Fig. 2: Enhanced atmospheric heat transport by transient eddies in response to the shutdown of AMOC.
figure 2

a Atmospheric eddy temperature flux (vT′) (°C m s−1) at 850 hPa in the long-term control. vT′ is band passed using a Lanczos filter to identify synoptic variations on 3–15 days. Positive and negative values indicate northward and southward transport of sensible heat, respectively. The green asterisks mark Chicago, Houston, and New York. The thin grey lines are surface topography with 1000 m intervals. b Anomalies of the atmospheric eddy temperature flux (°C m s−1) during years 21–100 of the hosing experiment relative to the control. c Anomalies of the surface heat flux (W/m2) during years 21–100 of the hosing experiment relative to the control. Negative values indicate reduction of the upward heat flux. The freshwater perturbation is input into the ocean region of the green box. All values in a, b and c are for DJF. See Supplementary Fig. 2 for the TOA and surface heat fluxes in the control run.

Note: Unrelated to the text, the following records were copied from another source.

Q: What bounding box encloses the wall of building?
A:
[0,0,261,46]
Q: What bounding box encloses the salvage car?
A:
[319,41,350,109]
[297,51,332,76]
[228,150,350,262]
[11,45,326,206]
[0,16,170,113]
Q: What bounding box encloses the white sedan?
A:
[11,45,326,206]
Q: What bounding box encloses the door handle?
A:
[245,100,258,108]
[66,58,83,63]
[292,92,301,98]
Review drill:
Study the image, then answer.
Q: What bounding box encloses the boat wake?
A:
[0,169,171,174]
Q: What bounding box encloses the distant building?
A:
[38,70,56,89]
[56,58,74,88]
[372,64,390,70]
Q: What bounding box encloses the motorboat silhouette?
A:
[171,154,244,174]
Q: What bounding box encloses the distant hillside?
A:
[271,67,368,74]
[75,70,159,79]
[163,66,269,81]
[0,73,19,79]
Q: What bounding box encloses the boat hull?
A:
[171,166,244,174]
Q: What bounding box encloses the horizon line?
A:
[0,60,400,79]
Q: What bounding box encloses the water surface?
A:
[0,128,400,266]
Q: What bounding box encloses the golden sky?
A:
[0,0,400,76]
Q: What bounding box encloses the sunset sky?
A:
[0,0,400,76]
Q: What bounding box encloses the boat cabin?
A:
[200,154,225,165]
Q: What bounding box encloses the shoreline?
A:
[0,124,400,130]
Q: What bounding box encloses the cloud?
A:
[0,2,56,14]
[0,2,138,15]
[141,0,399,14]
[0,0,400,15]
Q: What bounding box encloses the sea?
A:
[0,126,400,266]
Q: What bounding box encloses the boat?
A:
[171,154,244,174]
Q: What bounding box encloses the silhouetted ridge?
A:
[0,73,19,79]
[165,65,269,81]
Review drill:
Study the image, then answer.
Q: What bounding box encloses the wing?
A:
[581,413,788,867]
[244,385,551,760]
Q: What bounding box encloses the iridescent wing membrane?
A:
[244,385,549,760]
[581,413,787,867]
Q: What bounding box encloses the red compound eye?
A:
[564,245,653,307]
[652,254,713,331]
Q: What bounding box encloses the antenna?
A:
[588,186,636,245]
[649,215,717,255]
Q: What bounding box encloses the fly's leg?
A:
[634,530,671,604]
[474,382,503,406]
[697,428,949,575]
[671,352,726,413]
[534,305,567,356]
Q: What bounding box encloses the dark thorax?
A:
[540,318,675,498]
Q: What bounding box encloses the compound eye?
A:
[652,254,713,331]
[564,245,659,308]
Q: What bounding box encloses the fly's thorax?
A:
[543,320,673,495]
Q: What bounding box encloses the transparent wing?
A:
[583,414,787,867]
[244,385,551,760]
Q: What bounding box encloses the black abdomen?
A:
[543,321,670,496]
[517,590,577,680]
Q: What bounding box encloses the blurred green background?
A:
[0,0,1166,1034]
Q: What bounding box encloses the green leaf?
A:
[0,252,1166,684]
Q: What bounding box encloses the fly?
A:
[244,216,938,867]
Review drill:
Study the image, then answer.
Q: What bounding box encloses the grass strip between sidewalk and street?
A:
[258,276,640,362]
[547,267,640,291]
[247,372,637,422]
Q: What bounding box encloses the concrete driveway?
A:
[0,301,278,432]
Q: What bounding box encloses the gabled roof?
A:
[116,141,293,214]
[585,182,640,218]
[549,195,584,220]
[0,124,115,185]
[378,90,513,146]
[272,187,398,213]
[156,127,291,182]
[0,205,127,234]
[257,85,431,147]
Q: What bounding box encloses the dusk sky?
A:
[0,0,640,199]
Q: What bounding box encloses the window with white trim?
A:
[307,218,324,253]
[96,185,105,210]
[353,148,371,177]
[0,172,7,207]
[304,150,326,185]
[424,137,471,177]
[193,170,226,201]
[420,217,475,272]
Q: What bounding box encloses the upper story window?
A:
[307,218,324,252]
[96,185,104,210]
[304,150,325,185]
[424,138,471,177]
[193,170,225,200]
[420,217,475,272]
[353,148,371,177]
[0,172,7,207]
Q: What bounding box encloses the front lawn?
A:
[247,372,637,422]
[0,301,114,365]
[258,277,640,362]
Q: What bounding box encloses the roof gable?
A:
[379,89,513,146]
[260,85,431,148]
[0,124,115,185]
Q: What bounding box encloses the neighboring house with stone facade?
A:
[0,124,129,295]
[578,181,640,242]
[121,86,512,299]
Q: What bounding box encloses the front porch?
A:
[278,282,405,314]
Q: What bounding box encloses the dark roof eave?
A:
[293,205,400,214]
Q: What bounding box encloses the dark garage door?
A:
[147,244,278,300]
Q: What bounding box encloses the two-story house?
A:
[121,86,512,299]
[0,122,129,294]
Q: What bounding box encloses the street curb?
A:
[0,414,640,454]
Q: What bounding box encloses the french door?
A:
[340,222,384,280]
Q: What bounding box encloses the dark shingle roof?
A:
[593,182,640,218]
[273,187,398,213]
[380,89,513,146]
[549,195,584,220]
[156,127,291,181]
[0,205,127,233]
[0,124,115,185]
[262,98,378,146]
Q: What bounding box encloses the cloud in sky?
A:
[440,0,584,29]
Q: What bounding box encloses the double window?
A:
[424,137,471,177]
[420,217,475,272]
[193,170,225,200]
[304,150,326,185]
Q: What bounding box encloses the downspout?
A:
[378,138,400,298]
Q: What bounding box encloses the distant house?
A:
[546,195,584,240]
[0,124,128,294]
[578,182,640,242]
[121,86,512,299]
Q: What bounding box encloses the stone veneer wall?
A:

The atmospheric eddy temperature flux is sensitive to the change in heat transport by AMOC and the surface heat flux anomalies in the northern Atlantic and Arctic (Fig. 2c). After the AMOC shutdown in the hosing experiment of CM4C192, vT′ shows large increases at the northern latitudes (Fig. 2b). North of 40°N, the increase in the eddy sensible heat flux concentrates over the northern North Atlantic, where the mean cooling is largest and amplified due to the sea ice feedback (Supplementary Fig. 3b). South of 40°N, higher vT′ values are pronounced over the eastern U.S. and the North Pacific (Fig. 2b). Note that the southward intrusion of frigid Arctic air mass is equivalent to a large northward temperature flux because both v′ and T′ are negative and have large absolute values. In addition, the atmospheric eddy latent heat flux (vq′) shows a consistent increase in the 20°–40°N latitudinal band (Supplementary Fig. 4).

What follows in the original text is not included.